Opening the door Harry looked inside and froze in shock, for standing there in front of him stood a woman that looked a lot like his deceased mother only

older.

She held an aura of power that dwarfed what Dumbledore showed not long ago when dueling Voldemort, he was about to flee in fear but he looked in her eyes,

they were forest green color that emitted such warmth that he'd have fell in her embrace crying, had he not restrained himself.

Deciding that a woman whose eye held such warmth couldn't be unfriendly, he approached her uncertainly and asked "E-Excuse me ma'am, who are you?"

"Ease your fears child, I mean you no harm" she replied in a musical voice that reminded him of Fawkes, "Who I am, is not important at this time, but fear

not you'll know soon enough." Suddenly a box appeared out of thin air, she took it and handed it to him "take this box child and tell no one of it, open

it only when you leave Hogwarts and once you've gone through its contents, I'll find you. Farewell my child" she smiled at him and then vanished leaving

an empty room in her wake.

Harry looked at the box in hands, it was the size of a shoe box, mahogany brown, light, and had the strangest set of drawings on it.

For arranged in groups all around the surface were different sets of strange looking runes, he only recognized what looked like a set of Egyptian hieroglyphs.

But the most curious part was the center drawing; it looked like the Hogwarts crest divided vertically with an emerald green lightening bolt that looked

like his scar, below that were a staff and a sword crossed in V shape.

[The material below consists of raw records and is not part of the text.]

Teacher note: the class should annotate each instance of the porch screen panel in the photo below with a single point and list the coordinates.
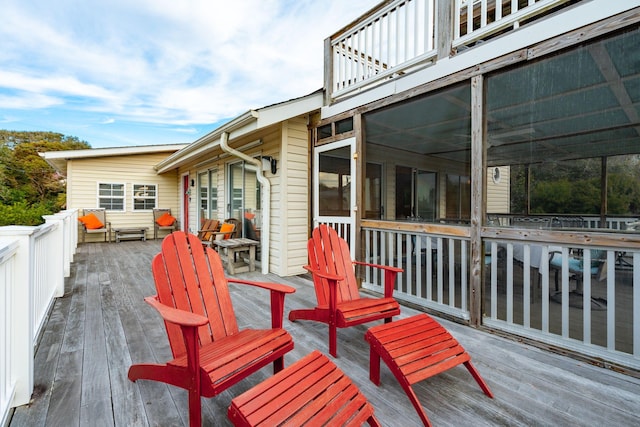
(565, 131)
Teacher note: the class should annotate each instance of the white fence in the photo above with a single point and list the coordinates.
(33, 264)
(436, 267)
(582, 298)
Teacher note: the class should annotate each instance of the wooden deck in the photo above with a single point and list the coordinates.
(101, 326)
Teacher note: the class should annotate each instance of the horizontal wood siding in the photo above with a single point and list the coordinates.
(295, 164)
(498, 193)
(85, 174)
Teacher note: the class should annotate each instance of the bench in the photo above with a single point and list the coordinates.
(229, 248)
(131, 233)
(415, 349)
(312, 391)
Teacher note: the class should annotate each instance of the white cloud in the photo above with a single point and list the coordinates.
(165, 61)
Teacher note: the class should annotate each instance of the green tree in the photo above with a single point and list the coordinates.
(29, 186)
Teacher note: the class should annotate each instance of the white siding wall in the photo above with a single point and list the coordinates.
(83, 176)
(288, 143)
(294, 173)
(498, 193)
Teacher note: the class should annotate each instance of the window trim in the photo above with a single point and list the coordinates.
(123, 197)
(134, 197)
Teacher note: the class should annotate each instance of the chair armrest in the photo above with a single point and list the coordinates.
(278, 292)
(175, 316)
(189, 324)
(390, 274)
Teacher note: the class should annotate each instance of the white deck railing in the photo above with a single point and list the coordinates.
(402, 36)
(33, 264)
(491, 16)
(591, 312)
(400, 33)
(436, 268)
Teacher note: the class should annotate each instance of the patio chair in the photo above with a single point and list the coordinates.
(162, 220)
(227, 231)
(577, 270)
(94, 221)
(210, 352)
(340, 304)
(205, 234)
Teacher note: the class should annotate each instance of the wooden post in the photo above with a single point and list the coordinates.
(603, 193)
(478, 200)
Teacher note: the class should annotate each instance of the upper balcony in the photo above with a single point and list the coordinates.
(400, 37)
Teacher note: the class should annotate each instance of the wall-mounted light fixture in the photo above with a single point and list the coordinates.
(269, 163)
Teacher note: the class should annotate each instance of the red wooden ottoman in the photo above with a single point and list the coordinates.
(311, 392)
(415, 349)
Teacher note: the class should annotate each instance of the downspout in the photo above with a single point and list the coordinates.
(266, 199)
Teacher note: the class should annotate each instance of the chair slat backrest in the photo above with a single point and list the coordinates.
(191, 278)
(329, 253)
(208, 228)
(158, 212)
(100, 213)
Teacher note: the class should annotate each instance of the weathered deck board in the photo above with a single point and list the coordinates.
(102, 326)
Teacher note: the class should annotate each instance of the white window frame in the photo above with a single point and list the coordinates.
(144, 197)
(123, 197)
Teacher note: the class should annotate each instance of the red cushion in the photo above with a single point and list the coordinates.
(165, 220)
(91, 222)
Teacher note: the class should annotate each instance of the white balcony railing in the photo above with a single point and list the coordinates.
(400, 33)
(477, 19)
(33, 264)
(403, 36)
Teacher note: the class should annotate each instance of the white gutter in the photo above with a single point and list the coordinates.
(266, 199)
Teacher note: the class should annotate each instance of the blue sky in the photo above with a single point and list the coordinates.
(120, 73)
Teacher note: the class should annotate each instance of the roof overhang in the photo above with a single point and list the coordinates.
(243, 125)
(58, 159)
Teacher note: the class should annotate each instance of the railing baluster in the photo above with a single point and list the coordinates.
(636, 304)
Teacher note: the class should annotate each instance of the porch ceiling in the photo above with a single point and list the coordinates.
(534, 113)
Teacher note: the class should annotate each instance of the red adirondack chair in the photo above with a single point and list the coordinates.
(340, 304)
(210, 352)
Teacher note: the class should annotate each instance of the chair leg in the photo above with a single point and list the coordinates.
(333, 341)
(476, 375)
(195, 408)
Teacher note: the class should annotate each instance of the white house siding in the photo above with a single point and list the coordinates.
(294, 227)
(83, 176)
(498, 193)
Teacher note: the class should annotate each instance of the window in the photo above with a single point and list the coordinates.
(144, 197)
(111, 196)
(458, 198)
(208, 193)
(416, 194)
(420, 143)
(334, 174)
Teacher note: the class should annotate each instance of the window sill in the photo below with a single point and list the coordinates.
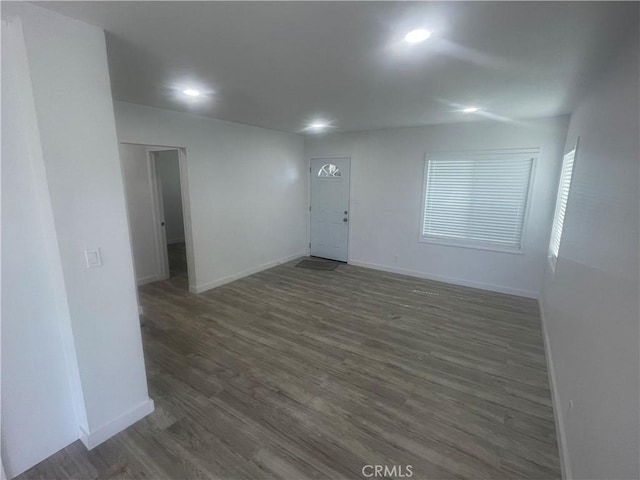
(474, 246)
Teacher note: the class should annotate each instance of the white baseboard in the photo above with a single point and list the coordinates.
(108, 430)
(565, 464)
(149, 279)
(441, 278)
(230, 278)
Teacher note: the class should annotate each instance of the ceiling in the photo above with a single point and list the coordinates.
(281, 65)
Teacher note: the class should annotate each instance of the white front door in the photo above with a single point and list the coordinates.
(330, 208)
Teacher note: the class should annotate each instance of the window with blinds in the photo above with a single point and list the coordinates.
(561, 204)
(477, 198)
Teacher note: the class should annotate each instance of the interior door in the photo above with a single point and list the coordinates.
(330, 208)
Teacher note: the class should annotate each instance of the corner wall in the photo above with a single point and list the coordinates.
(247, 189)
(387, 168)
(591, 315)
(75, 127)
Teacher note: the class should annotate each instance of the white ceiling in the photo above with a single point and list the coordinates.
(280, 65)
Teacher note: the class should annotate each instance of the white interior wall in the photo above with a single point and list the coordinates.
(168, 171)
(40, 393)
(590, 302)
(247, 187)
(387, 168)
(71, 91)
(140, 209)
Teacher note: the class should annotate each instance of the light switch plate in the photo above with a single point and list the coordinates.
(93, 258)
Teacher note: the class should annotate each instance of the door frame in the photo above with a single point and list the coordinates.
(158, 210)
(159, 221)
(309, 179)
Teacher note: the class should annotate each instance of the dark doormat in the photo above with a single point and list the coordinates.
(317, 264)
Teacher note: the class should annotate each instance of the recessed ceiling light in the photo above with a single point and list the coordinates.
(417, 36)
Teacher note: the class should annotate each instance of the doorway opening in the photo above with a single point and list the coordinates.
(156, 191)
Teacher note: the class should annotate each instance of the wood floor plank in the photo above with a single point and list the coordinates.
(294, 373)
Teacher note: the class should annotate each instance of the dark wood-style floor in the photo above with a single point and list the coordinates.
(294, 373)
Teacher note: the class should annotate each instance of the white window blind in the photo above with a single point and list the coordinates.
(477, 198)
(561, 204)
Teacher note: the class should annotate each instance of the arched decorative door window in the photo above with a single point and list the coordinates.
(329, 170)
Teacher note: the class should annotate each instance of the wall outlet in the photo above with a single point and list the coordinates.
(93, 258)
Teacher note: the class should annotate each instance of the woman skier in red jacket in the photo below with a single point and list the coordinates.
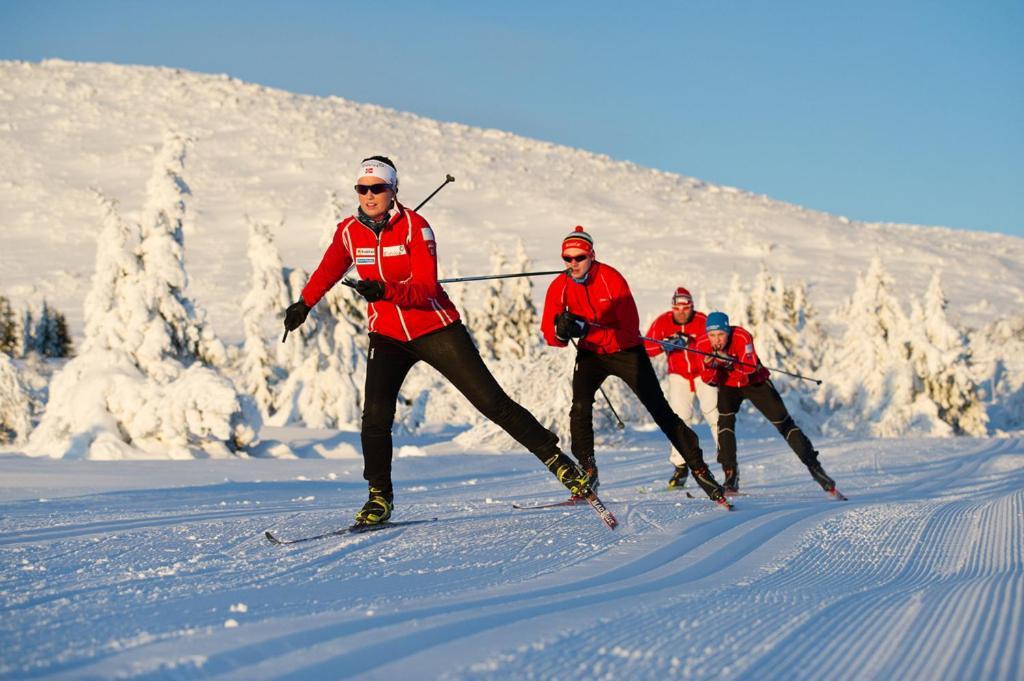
(412, 318)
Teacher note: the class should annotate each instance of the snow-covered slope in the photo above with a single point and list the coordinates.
(68, 127)
(159, 569)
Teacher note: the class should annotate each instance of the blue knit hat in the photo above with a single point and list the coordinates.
(717, 322)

Deciding he should go to his dorm, he wondered where he could hide it, as if sensing his thoughts the box shrank to the size of a match box. Deciding that

the magical world contained all kinds of oddities; Harry didn't let it disturb him much. He put the shrank box in his robe pocket and went to get some sleep.

Over the next few weeks, Harry tried to deal with his grief, but found it impossible. He found that his talk with Luna helped him immensely and he felt a bond with her, even if he had no idea what the bond itself meant. He also felt great despair after talking to Sir Nick, as he knew now that Sirius has probably left the world forever. It was a resigned Harry that boarded the Hogwarts Express, returning once more to his own personal living hell, now it was only so much more with the isolation he was going to endure.